For its part, DOJ is using a carrot-and-stick approach to encourage companies to reflect corporate values in their executive compensation systems. The carrot is to reward companies (by leniency in fraud investigations) that apply affirmative compensation metrics and benchmarks to incentivize compliant behavior. The stick is to prompt companies to use those systems to impose financial penalties (e.g., clawbacks, escrowing compensation) on employees and executives for corporate misconduct. Notably, the enhanced guidelines incentivize companies to self-report criminal violations by its own executives.

The SEC is pursuing a more aggressive application of a Sarbanes-Oxley provision that allows the SEC to clawback certain elements of executive compensation when the company is required to reissue its financial statements because of its own misconduct. In its heightened focus, the SEC is leveraging the “strict liability” provision of the law that attributes liability to the CEO and CFO for presiding over the company when the misconduct occurred, even when they are not alleged to have engaged in any wrongdoing. Indeed, they may have actually taken steps to strengthen financial controls!

With both enforcement approaches, the name of the game is individual accountability, long a buzz word for prosecutors. The goals are to incentivize a culture of compliance and to assign the cost of misconduct to those who were responsible for it, not on the shareholders who would otherwise suffer from it.

And while that might be great in theory, it might not be so great in practice. Because this new emphasis fails to take into account the collateral harm that can fall upon the company when its senior executives become excessively cautious in their leadership for fear of personal financial ruin in the event of government investigation.

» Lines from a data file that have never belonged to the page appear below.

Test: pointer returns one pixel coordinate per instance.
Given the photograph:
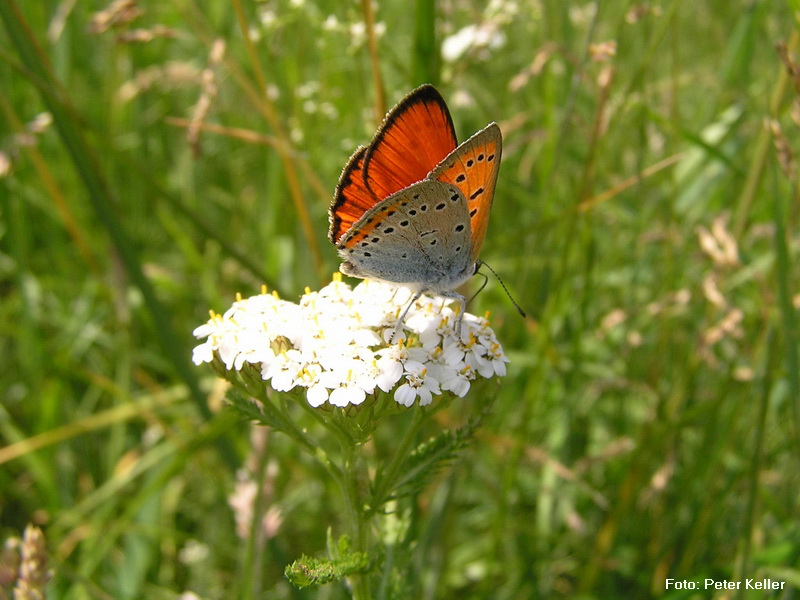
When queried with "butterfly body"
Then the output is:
(412, 207)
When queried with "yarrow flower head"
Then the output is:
(335, 344)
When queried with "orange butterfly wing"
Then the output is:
(473, 168)
(351, 199)
(415, 136)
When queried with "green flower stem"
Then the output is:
(355, 491)
(386, 480)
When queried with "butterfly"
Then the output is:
(412, 206)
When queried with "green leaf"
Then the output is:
(308, 571)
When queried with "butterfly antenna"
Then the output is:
(505, 289)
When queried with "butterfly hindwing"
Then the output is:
(473, 168)
(415, 136)
(419, 235)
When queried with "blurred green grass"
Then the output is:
(648, 427)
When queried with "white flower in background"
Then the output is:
(333, 344)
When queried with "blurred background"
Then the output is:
(156, 158)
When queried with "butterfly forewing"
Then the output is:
(351, 199)
(473, 168)
(419, 235)
(415, 136)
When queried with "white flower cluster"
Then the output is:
(334, 344)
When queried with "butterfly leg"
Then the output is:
(403, 316)
(462, 310)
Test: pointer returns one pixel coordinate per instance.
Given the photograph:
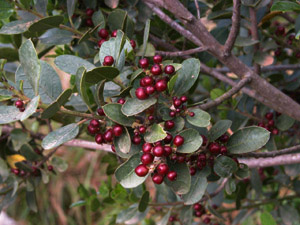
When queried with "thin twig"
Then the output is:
(226, 95)
(234, 31)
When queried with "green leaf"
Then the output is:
(284, 122)
(116, 19)
(200, 119)
(15, 27)
(143, 204)
(71, 63)
(266, 218)
(219, 129)
(192, 141)
(98, 74)
(198, 187)
(126, 175)
(225, 166)
(30, 64)
(187, 76)
(60, 136)
(248, 139)
(155, 133)
(113, 112)
(285, 6)
(6, 9)
(30, 108)
(46, 23)
(182, 183)
(134, 106)
(245, 41)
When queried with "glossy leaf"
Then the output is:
(60, 136)
(248, 139)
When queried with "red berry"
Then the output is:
(118, 130)
(89, 12)
(214, 148)
(94, 123)
(161, 85)
(147, 147)
(141, 170)
(162, 168)
(269, 116)
(103, 33)
(100, 112)
(169, 124)
(114, 33)
(133, 44)
(147, 158)
(177, 103)
(141, 93)
(99, 139)
(19, 104)
(121, 101)
(157, 59)
(223, 150)
(158, 151)
(108, 60)
(172, 175)
(89, 22)
(169, 69)
(157, 178)
(178, 140)
(100, 42)
(136, 140)
(144, 63)
(156, 69)
(168, 150)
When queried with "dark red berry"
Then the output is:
(162, 168)
(133, 44)
(99, 139)
(89, 12)
(158, 151)
(172, 175)
(108, 60)
(157, 59)
(94, 123)
(156, 69)
(157, 178)
(118, 130)
(136, 140)
(169, 69)
(141, 93)
(144, 63)
(147, 147)
(114, 33)
(168, 150)
(269, 116)
(169, 124)
(19, 104)
(103, 33)
(147, 158)
(178, 140)
(214, 148)
(141, 170)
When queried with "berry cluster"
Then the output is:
(269, 124)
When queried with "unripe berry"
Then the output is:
(141, 93)
(178, 140)
(141, 170)
(103, 33)
(157, 59)
(169, 69)
(157, 179)
(147, 158)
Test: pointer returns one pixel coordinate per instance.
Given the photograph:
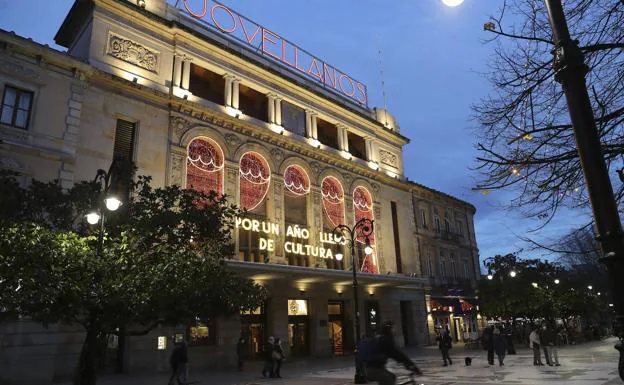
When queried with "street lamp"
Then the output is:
(362, 229)
(110, 201)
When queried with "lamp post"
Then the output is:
(110, 201)
(362, 228)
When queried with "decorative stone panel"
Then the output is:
(388, 158)
(133, 53)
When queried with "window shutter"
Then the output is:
(124, 140)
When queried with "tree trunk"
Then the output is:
(86, 373)
(121, 350)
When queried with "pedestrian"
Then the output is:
(547, 339)
(269, 347)
(241, 351)
(375, 356)
(534, 343)
(178, 362)
(445, 344)
(278, 357)
(500, 346)
(488, 344)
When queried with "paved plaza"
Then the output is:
(590, 363)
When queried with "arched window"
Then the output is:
(363, 208)
(297, 188)
(255, 178)
(333, 206)
(204, 166)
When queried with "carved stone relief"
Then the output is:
(388, 158)
(180, 126)
(133, 53)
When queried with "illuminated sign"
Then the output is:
(297, 245)
(275, 47)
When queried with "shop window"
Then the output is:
(253, 103)
(207, 85)
(293, 118)
(363, 208)
(327, 133)
(204, 166)
(16, 106)
(357, 145)
(202, 332)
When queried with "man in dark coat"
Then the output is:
(386, 348)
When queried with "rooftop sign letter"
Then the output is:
(276, 48)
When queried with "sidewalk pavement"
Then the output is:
(587, 364)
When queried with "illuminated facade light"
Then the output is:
(233, 112)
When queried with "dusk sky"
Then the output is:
(433, 57)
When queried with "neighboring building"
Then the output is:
(207, 99)
(449, 257)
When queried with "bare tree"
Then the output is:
(525, 137)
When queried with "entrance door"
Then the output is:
(298, 335)
(335, 312)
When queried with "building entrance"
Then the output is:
(253, 331)
(335, 312)
(298, 333)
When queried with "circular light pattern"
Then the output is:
(296, 180)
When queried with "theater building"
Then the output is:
(199, 96)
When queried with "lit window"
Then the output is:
(16, 105)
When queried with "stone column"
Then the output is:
(271, 106)
(228, 90)
(186, 74)
(235, 93)
(177, 70)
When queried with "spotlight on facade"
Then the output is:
(368, 250)
(374, 165)
(233, 112)
(93, 217)
(112, 203)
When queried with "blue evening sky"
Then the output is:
(432, 59)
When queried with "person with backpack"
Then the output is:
(375, 351)
(445, 343)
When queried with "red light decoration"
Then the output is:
(296, 180)
(204, 166)
(333, 200)
(255, 177)
(363, 208)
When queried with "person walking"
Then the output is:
(178, 362)
(385, 348)
(278, 357)
(445, 343)
(534, 343)
(269, 348)
(547, 339)
(241, 351)
(488, 343)
(500, 346)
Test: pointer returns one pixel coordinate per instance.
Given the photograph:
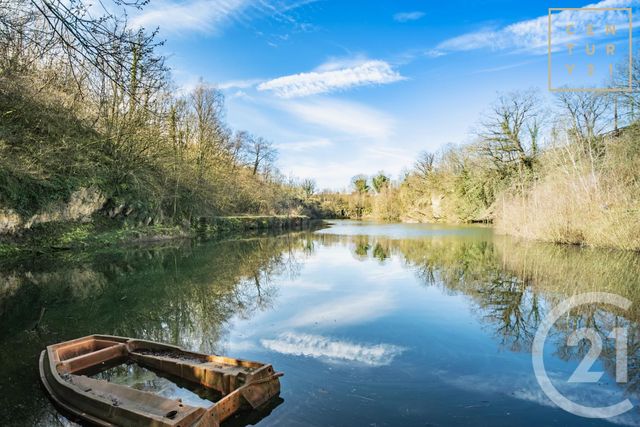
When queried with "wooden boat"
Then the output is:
(241, 384)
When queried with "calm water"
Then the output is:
(372, 324)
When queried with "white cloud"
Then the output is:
(329, 80)
(341, 116)
(408, 16)
(305, 145)
(532, 35)
(210, 16)
(194, 15)
(238, 84)
(332, 350)
(347, 311)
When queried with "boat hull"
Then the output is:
(241, 384)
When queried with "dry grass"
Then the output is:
(580, 200)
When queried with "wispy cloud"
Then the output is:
(408, 16)
(347, 311)
(532, 35)
(342, 117)
(333, 350)
(238, 84)
(304, 145)
(193, 15)
(326, 80)
(210, 17)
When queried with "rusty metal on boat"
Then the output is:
(241, 384)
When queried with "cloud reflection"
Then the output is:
(328, 349)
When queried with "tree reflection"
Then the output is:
(181, 295)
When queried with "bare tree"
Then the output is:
(510, 135)
(308, 187)
(589, 113)
(425, 164)
(261, 154)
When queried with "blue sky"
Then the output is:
(346, 87)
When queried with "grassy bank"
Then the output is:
(104, 233)
(571, 180)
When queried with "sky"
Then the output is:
(344, 87)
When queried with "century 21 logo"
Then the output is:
(590, 49)
(582, 374)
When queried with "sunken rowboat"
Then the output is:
(64, 370)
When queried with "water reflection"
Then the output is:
(391, 311)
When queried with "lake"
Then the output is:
(372, 324)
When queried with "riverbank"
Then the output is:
(101, 233)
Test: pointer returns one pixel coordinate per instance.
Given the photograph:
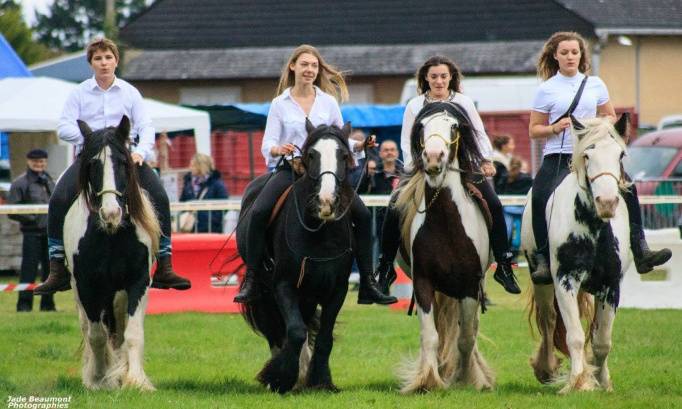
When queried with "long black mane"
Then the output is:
(94, 143)
(469, 155)
(325, 131)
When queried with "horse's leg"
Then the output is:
(601, 342)
(423, 374)
(96, 356)
(580, 377)
(319, 374)
(472, 368)
(281, 372)
(545, 362)
(134, 347)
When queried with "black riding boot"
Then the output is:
(387, 275)
(541, 275)
(249, 290)
(504, 274)
(645, 259)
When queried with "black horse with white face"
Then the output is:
(110, 237)
(311, 243)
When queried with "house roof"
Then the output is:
(240, 63)
(630, 16)
(219, 24)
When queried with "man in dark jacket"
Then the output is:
(33, 187)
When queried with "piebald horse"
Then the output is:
(311, 245)
(111, 234)
(445, 236)
(589, 242)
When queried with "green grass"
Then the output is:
(209, 361)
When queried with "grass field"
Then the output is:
(209, 361)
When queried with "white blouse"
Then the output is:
(286, 121)
(416, 104)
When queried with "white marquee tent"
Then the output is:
(35, 104)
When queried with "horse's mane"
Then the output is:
(412, 186)
(139, 205)
(595, 130)
(323, 131)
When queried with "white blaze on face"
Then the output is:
(328, 163)
(604, 164)
(110, 211)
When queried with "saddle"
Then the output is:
(482, 204)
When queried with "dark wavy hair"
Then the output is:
(423, 85)
(469, 155)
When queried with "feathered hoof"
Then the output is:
(583, 382)
(546, 374)
(143, 384)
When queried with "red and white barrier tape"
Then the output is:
(8, 288)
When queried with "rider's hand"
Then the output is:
(370, 142)
(564, 123)
(137, 158)
(488, 168)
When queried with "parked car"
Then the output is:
(654, 162)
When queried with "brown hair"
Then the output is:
(203, 163)
(423, 85)
(101, 44)
(548, 66)
(329, 79)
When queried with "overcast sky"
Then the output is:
(29, 7)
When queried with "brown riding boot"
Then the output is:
(58, 280)
(165, 278)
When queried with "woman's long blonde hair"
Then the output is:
(548, 66)
(329, 79)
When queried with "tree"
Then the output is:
(70, 24)
(19, 35)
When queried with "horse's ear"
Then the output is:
(309, 127)
(622, 124)
(123, 129)
(577, 125)
(346, 129)
(85, 129)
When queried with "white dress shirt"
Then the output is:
(416, 104)
(103, 108)
(286, 121)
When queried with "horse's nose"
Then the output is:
(606, 207)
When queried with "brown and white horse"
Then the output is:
(446, 238)
(589, 242)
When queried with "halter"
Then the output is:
(105, 191)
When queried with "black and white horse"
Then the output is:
(110, 237)
(311, 243)
(589, 242)
(445, 235)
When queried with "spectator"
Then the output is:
(503, 149)
(204, 182)
(33, 187)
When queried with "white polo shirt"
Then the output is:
(103, 108)
(416, 104)
(286, 121)
(555, 95)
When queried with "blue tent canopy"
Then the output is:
(360, 116)
(11, 65)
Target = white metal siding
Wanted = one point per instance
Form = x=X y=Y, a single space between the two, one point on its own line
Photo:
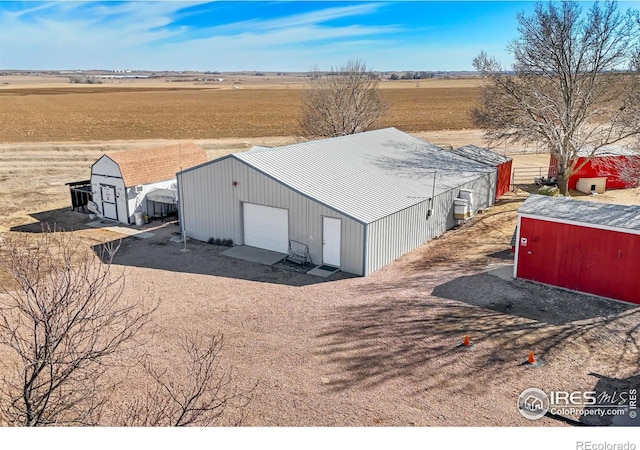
x=266 y=227
x=212 y=209
x=399 y=233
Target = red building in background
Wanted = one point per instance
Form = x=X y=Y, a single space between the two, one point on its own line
x=584 y=246
x=619 y=165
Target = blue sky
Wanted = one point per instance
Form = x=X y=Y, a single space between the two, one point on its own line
x=254 y=35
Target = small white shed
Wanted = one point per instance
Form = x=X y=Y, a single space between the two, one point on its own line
x=121 y=181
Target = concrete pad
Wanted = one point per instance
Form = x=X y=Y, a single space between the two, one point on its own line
x=254 y=254
x=120 y=230
x=317 y=271
x=504 y=272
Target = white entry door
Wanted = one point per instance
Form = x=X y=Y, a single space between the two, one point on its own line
x=109 y=207
x=331 y=241
x=266 y=227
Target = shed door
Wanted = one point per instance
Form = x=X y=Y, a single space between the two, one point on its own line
x=266 y=227
x=109 y=208
x=331 y=241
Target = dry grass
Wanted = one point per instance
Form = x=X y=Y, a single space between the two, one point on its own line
x=103 y=113
x=353 y=351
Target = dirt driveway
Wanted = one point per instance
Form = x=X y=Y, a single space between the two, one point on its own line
x=383 y=350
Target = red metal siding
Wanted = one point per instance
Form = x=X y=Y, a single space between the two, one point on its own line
x=503 y=183
x=585 y=259
x=605 y=166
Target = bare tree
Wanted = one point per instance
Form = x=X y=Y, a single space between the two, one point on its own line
x=342 y=102
x=62 y=322
x=198 y=392
x=574 y=83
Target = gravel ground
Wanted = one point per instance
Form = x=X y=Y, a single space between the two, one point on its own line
x=384 y=350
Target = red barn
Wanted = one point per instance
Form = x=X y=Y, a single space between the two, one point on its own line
x=619 y=165
x=579 y=245
x=487 y=157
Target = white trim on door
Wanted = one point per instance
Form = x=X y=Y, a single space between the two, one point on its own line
x=331 y=238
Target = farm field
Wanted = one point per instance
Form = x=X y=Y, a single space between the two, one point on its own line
x=375 y=351
x=52 y=113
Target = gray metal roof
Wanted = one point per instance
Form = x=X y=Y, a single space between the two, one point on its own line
x=587 y=212
x=481 y=155
x=367 y=175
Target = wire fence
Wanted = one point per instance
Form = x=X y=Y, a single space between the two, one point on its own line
x=528 y=175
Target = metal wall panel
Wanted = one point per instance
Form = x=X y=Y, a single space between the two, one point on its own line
x=212 y=208
x=399 y=233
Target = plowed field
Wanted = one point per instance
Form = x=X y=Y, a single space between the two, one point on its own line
x=132 y=113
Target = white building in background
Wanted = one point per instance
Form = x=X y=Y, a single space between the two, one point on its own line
x=140 y=181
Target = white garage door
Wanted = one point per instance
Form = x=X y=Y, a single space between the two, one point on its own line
x=266 y=227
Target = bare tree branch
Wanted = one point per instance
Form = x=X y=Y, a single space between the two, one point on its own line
x=61 y=322
x=574 y=84
x=342 y=102
x=200 y=392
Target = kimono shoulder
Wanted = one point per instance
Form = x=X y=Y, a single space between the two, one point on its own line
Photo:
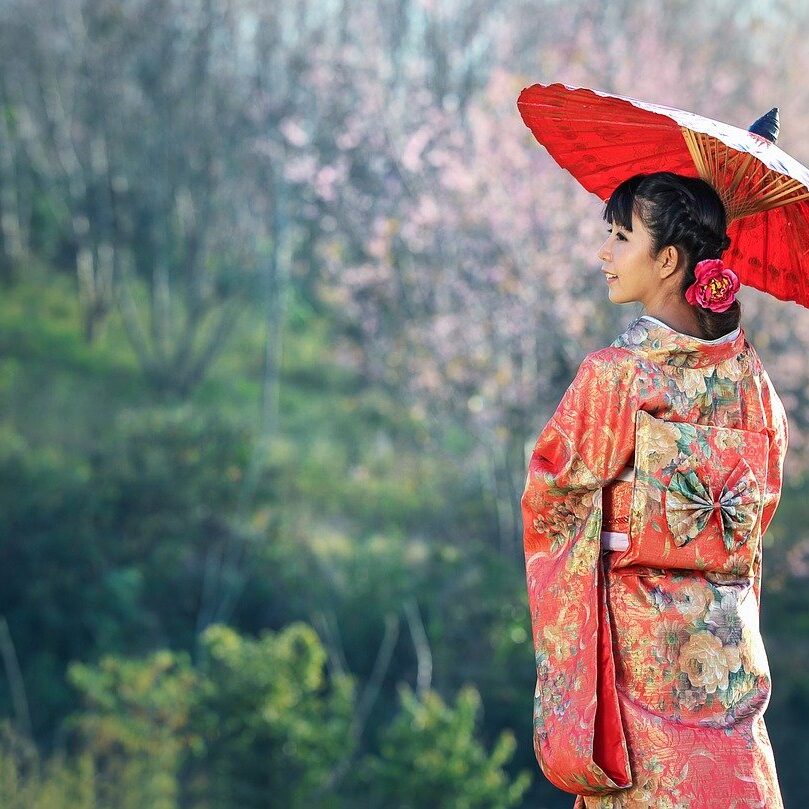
x=594 y=422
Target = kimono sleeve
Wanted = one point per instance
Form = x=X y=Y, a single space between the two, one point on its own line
x=579 y=739
x=778 y=432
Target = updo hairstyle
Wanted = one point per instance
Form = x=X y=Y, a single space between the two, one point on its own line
x=686 y=212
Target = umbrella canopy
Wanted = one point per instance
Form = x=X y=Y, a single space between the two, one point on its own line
x=602 y=139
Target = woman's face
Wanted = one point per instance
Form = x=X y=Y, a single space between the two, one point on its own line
x=627 y=265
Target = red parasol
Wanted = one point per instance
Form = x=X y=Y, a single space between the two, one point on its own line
x=603 y=139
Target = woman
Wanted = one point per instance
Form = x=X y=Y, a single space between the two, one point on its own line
x=647 y=495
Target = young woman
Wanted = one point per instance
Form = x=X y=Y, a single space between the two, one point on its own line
x=647 y=495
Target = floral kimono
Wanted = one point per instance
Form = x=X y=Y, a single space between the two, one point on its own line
x=647 y=495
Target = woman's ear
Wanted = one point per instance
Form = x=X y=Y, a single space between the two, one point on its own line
x=667 y=261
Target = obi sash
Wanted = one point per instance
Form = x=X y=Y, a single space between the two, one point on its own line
x=616 y=507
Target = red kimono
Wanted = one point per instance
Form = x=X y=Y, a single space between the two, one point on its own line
x=647 y=495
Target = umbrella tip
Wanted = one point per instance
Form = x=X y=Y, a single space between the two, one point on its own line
x=767 y=126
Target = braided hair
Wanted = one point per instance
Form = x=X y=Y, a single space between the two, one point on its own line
x=688 y=213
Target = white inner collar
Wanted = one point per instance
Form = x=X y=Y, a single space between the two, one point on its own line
x=726 y=338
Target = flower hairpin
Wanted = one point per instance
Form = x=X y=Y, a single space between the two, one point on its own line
x=715 y=287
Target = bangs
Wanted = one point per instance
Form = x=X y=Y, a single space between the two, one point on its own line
x=621 y=203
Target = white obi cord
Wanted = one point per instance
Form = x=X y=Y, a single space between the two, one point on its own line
x=618 y=540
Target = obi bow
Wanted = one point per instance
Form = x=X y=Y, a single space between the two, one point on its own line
x=690 y=505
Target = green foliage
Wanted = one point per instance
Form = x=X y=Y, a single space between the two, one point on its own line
x=136 y=725
x=28 y=783
x=429 y=756
x=274 y=727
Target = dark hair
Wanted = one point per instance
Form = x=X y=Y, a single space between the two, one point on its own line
x=686 y=212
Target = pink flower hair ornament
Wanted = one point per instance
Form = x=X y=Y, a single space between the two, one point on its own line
x=715 y=286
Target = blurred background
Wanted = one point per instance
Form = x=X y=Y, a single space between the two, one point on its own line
x=287 y=291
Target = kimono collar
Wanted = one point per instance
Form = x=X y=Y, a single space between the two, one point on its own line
x=660 y=343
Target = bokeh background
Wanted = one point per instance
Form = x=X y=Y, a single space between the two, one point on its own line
x=287 y=292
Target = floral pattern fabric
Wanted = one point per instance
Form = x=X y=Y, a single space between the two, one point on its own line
x=652 y=678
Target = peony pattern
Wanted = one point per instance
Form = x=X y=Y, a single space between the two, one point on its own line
x=652 y=677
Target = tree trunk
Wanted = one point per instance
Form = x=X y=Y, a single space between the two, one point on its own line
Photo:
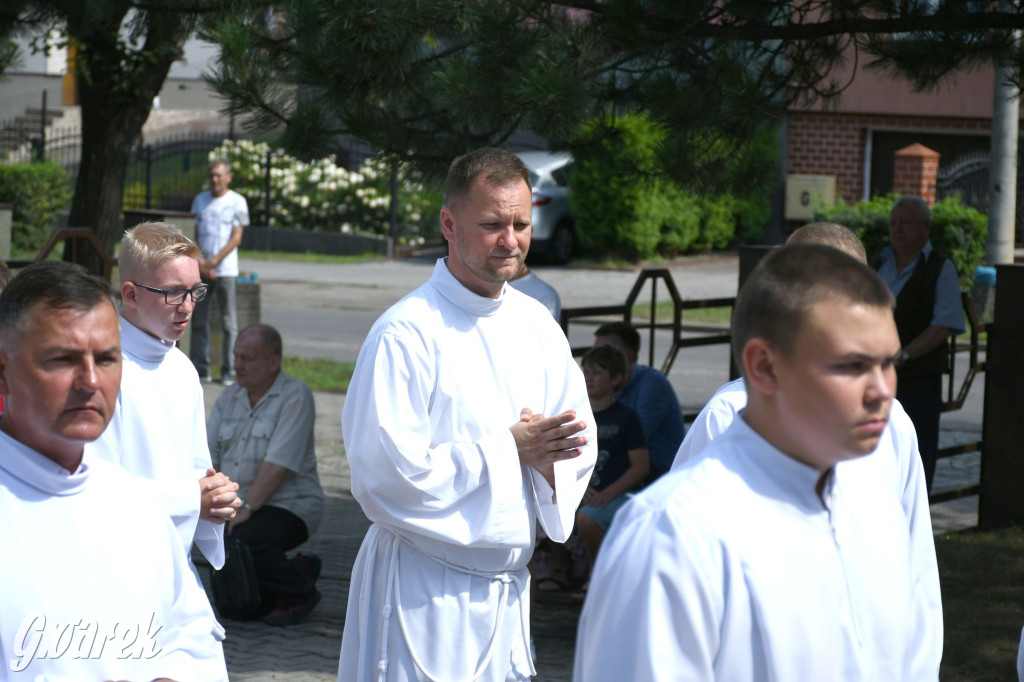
x=116 y=96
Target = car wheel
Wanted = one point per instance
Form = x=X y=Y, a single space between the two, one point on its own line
x=560 y=245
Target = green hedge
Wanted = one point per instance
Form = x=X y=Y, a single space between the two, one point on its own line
x=617 y=196
x=39 y=192
x=628 y=205
x=957 y=230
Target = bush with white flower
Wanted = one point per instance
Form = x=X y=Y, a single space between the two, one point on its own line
x=321 y=196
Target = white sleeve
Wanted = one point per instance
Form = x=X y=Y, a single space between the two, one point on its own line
x=557 y=513
x=189 y=649
x=713 y=421
x=208 y=537
x=463 y=493
x=913 y=499
x=654 y=604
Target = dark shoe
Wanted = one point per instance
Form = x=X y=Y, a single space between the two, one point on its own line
x=292 y=613
x=309 y=564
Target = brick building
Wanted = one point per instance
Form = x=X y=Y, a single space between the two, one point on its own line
x=854 y=138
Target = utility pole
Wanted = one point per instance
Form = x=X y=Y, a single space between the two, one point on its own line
x=1003 y=171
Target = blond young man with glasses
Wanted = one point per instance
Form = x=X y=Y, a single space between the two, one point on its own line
x=158 y=430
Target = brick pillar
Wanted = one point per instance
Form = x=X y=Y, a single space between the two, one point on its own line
x=914 y=171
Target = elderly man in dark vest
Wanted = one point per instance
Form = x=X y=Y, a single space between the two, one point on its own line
x=928 y=311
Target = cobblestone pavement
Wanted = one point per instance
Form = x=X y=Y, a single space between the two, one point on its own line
x=308 y=651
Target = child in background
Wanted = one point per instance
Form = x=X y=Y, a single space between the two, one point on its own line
x=623 y=463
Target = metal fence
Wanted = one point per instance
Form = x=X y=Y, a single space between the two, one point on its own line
x=164 y=173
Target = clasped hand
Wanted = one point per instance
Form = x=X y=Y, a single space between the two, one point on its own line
x=218 y=497
x=544 y=440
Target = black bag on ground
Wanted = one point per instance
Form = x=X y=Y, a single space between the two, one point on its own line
x=236 y=590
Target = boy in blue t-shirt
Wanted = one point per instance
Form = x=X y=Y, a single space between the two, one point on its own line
x=623 y=462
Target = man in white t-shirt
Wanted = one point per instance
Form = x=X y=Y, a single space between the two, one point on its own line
x=220 y=216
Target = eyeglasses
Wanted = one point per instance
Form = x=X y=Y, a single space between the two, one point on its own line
x=177 y=296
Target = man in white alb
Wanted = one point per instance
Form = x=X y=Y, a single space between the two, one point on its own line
x=465 y=424
x=763 y=559
x=221 y=215
x=158 y=428
x=894 y=465
x=94 y=584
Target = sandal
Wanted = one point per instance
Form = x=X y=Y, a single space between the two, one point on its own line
x=556 y=582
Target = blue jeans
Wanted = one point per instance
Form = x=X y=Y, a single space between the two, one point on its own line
x=224 y=289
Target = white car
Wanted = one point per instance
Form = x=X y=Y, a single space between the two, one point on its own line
x=553 y=238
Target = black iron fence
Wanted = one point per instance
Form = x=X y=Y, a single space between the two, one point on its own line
x=165 y=173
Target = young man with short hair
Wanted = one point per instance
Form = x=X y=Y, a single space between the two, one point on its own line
x=763 y=559
x=94 y=584
x=158 y=429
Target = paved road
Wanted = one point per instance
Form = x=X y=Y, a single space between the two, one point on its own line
x=326 y=310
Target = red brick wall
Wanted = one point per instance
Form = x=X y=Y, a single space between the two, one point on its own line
x=825 y=143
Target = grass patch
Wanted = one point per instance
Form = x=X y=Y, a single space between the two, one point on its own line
x=982 y=578
x=308 y=257
x=321 y=374
x=721 y=315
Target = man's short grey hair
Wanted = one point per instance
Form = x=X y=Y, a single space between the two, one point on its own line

The responsible corporate executive is going to react to all this. She’ll quickly realize that her compensation will be on the line in the event of a corporate fraud investigation, or a misconduct-driven financial restatement. Human nature suggests that the executive will alter her conduct in response; e.g., by taking a pass on strategies that present the slightest bit of legal risk, or by applying potentially intolerable pressure on the company’s internal controls staff. Neither of these may work for the benefit of shareholders.

And it gets worse for those executives who realize that they may be thrown under the bus by the board in its effort to receive some form of cooperation credit from the government as part of an investigation. That introduces an entirely separate level of board/management tension that works for no one.

There’s no doubt that both the DOJ and SEC have devoted substantial effort to these latest guidelines changes, and are motivated by recognizable shareholder interests. But in doing so they have created an enormous hot potato for corporate leadership with significant boomerang potential.

The board’s worry will be that executives become gun-shy, and engage in self-protective conduct that frustrates valid board-endorsed strategies or creates intolerable workplace pressures. Thus instead of simply taking measures to enhance compliance, executives may become excessively risk averse. The board will also worry about the loss of executive loyalty, and the extent to which these government initiatives result in more executive names being added to the rolls of The Great Resignation. And whatever they do, boards won’t want to be viewed as soft on compliance. But they may find themselves between the proverbial rock and a hard place; conflicted by their duty to the company and by their support of the executive team.

This may not have been a challenge that corporate leadership has ever anticipated, but it is most certainly one they are now called upon to confront.

The author thanks his colleagues, Sarah Walters and Eugene Goldman, for their contributions to this post.